Выбрать главу

— Такая мелкота только путалась в планах высшего ко­мандования. Майор прав: сидели бы уж себе на печке, пока не призовут. Верно, товарищ комбат?

Майор не отвечает,

— А тебя и призывать не надо,— говорю я.— Больше бы пользы было.

Кругом смеются.

— Какой ершистый,— крутит он головой,— Таким дай волю…

— А я бы и пистолет дал,— медленно говорит майор.— У меня сын такой же…

Все надолго смолкают.

За окном темнеет. Проплывают мимо электрические огни поселков, полустанков. Электрический свет в окнах домов, яркие фонари: мы видим впервые после начала войны. Сей­час санитары не маскируют окна нашего вагона. Словно ог­ромная сказочная ладонь сгребла и отбросила далеко назад фронт, окопы, бомбежки. Здесь, где проносится наш поезд, яркий свет, наверное там кино, показывают прямо на откры­тых площадках, мороженое продают. Очень хочется моро­женого. Я бы его не ел все, а только половину. Остальное — на лоб. Жарко, душно

Скоро подкрадется ночь. И это самое страшное. Ночью мы все стонем. Все, даже боец, раненный в руку.

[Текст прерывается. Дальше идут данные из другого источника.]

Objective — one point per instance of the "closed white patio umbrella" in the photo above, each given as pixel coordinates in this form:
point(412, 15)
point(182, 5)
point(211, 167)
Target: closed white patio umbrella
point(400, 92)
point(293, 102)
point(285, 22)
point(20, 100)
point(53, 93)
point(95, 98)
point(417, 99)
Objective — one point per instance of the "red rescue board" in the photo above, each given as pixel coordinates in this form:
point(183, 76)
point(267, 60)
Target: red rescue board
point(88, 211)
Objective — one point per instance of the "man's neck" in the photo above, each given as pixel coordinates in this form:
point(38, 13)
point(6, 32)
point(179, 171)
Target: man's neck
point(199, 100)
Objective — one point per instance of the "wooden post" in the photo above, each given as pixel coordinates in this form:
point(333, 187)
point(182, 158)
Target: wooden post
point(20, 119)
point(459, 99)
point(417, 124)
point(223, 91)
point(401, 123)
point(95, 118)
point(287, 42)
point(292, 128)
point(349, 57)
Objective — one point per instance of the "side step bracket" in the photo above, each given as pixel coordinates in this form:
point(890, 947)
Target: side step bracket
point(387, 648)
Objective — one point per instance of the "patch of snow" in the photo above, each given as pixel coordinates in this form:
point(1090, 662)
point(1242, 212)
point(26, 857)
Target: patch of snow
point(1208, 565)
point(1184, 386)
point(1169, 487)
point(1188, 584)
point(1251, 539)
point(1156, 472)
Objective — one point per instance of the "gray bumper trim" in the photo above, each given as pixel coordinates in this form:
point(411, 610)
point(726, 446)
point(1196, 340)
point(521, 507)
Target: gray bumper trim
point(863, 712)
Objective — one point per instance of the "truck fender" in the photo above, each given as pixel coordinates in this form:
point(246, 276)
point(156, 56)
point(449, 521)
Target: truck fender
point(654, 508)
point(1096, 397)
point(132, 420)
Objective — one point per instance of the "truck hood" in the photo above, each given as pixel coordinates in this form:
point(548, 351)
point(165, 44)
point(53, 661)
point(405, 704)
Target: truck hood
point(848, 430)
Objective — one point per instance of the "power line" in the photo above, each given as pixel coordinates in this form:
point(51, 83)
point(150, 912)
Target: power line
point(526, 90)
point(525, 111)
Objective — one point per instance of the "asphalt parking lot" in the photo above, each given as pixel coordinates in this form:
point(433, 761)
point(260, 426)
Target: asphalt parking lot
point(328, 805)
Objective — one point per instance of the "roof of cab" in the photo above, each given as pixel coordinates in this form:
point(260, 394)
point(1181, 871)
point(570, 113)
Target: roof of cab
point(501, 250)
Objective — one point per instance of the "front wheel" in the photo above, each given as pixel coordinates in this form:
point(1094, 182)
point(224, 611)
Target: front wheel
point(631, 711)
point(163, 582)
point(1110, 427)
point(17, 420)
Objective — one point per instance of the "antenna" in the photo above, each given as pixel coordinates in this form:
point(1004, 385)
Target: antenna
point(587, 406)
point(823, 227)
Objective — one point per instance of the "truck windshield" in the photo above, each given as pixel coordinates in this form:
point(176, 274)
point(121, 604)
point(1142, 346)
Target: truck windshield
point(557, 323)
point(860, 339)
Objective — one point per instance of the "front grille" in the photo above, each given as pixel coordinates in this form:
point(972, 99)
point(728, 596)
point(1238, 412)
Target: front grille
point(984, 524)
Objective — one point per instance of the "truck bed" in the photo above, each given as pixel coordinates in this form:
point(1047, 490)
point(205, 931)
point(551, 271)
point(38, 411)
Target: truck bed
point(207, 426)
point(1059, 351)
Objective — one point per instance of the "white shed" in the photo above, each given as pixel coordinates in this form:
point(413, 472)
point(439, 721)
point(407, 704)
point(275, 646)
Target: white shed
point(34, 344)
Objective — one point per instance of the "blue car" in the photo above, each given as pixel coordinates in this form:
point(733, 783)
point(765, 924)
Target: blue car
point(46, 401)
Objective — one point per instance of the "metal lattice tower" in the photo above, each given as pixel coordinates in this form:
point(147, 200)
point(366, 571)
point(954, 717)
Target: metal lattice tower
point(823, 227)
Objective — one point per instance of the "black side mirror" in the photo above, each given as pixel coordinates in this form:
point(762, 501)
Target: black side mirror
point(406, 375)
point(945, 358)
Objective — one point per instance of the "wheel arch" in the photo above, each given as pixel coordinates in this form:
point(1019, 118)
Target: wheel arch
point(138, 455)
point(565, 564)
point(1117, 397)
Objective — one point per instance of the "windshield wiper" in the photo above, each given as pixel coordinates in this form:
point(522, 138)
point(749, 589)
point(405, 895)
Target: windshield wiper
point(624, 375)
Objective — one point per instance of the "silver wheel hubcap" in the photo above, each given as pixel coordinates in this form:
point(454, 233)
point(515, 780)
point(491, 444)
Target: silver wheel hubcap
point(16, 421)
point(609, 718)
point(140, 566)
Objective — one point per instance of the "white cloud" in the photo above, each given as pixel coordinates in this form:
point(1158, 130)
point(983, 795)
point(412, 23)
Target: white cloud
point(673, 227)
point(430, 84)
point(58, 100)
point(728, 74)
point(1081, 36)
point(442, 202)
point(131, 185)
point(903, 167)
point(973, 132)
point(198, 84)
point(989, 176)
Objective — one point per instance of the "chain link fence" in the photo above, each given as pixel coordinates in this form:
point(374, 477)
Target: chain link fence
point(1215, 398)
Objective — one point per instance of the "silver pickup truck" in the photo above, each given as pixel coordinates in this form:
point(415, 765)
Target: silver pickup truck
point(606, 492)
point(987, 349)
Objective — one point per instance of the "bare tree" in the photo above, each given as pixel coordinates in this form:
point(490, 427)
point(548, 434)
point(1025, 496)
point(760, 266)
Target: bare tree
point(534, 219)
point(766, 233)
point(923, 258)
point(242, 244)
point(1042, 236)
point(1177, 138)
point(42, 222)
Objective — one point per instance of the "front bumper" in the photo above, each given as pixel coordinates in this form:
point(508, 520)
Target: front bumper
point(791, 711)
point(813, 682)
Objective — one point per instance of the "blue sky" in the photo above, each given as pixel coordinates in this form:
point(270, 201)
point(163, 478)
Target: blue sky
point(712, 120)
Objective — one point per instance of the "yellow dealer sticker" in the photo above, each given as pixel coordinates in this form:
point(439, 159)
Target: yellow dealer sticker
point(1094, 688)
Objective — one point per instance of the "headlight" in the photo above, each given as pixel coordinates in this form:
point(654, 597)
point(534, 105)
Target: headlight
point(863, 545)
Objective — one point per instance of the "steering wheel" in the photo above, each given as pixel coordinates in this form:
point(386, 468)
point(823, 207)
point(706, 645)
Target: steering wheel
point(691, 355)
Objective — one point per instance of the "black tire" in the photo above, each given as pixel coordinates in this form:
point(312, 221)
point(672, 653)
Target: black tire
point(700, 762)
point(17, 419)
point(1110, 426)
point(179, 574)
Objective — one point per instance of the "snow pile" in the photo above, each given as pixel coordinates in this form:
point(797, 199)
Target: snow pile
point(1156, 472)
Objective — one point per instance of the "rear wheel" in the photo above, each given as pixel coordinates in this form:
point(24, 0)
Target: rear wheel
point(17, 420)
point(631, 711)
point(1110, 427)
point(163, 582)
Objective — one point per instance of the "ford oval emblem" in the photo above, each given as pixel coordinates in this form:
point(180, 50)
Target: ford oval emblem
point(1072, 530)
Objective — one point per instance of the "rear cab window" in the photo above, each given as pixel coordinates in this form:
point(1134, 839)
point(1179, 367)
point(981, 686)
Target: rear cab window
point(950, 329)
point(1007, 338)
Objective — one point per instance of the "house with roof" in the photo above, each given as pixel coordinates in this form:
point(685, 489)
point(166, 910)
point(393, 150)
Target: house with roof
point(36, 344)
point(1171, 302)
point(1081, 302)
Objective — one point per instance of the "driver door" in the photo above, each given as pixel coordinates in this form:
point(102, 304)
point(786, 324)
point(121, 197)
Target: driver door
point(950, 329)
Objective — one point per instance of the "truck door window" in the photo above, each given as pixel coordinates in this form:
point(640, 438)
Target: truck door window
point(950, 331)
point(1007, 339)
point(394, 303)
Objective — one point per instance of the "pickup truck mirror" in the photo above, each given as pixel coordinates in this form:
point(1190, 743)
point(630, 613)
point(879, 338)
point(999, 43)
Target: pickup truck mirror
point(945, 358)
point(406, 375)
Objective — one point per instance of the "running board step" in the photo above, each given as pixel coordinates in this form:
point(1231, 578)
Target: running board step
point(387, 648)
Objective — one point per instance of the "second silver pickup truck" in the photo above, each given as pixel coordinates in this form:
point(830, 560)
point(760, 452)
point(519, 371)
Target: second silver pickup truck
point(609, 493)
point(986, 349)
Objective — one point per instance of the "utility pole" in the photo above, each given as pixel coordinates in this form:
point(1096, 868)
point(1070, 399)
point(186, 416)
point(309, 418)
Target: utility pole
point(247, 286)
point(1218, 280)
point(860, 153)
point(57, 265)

Пришла Зоя. Помахала, над лицом газетой-веером, поцеловала в лоб, прошла к другим.

Мне на живот Зоя положила пакет с документами. Это значит, на ближайшей большой станции меня снимут: дальше везти нельзя.

Поезд замедляет ход. Опять нас потряхивает на стрелках. В окно видны огни. Много огней. Мы прямо в них входим, обволакиваемся

Наш врач покрикивает на санитаров, командует, какие носилки снимать в первую очередь.

Задержался около меня, пощупал пульс, одеяло подоткнул:

— Ну вот и приехал, Алеша. Здесь хороший госпиталь.

Поезд резко: дергается, тормозит. Кругом застонали раненые.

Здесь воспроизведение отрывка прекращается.